The underwater observation platform – which will be its first – aims to observe underwater conditions in real time. “Construction work on the long-term observation platform covering key areas in the South China and East China seas will be done with the help of Shanghai’s Tongji University and the Institute of Acoustics,” Wang Pinxian, an academic at the Chinese Academy of Sciences (CAS) said.
Mr Wang said that building the observation network showcases that China is actively joining in the international competition.
Institute of Acoustics refused to reveal the exact location and further details of the research programmes on the platform due to its sensitive nature, it said.
China claims almost the entire South China Sea, which carry a third of the world’s maritime traffic and has huge amounts of oil and natural gas.

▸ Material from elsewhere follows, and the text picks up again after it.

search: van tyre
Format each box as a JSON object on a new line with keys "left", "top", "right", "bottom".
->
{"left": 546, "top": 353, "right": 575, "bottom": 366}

China’s claim is contested by the Philippines, Vietnam, Malaysia, Brunei and Taiwan. China also claims Japan’s hold over the islands in the East China Sea.
According to a report in the ‘sciencenet’, the observation platform will probe the undersea physical, chemical, and geological dynamics, and will also be used for other purposes.
An offshore drilling project led by Chinese scientists and 33 scientists from 13 countries including the US, France, Italy and Japan that left Victoria Harbour in Hong Kong on February 7 for the South China Sea, have already completed the first drilling task of the expedition.
The first hole, identified as U1499A, has reached 3,770 meters below sea level, for collection of sediment samples, state-run Xinhua News Agency reported.
According to Sun Zhen of the Chinese Academy of Sciences, South China Sea Institute of Oceanology, chief scientist of the research expedition team, a preliminary lithologic study was conducted on sediment believed to have been formed eight million years ago.
The second drill, close to the first hole, has begun and is expected to gather information from the sediment core, Mr Zhen said.
Scientists will explore the lithosphere extension during the continental breakup, by drilling four sites to a depth of 3,000 to 4,000 meters in the northern area of the South China Sea.
The study will contribute to understanding how marginal basins grow.
A total of 66 scientists from 13 countries will participate in the expeditions, as part of the International Ocean Discovery Programme.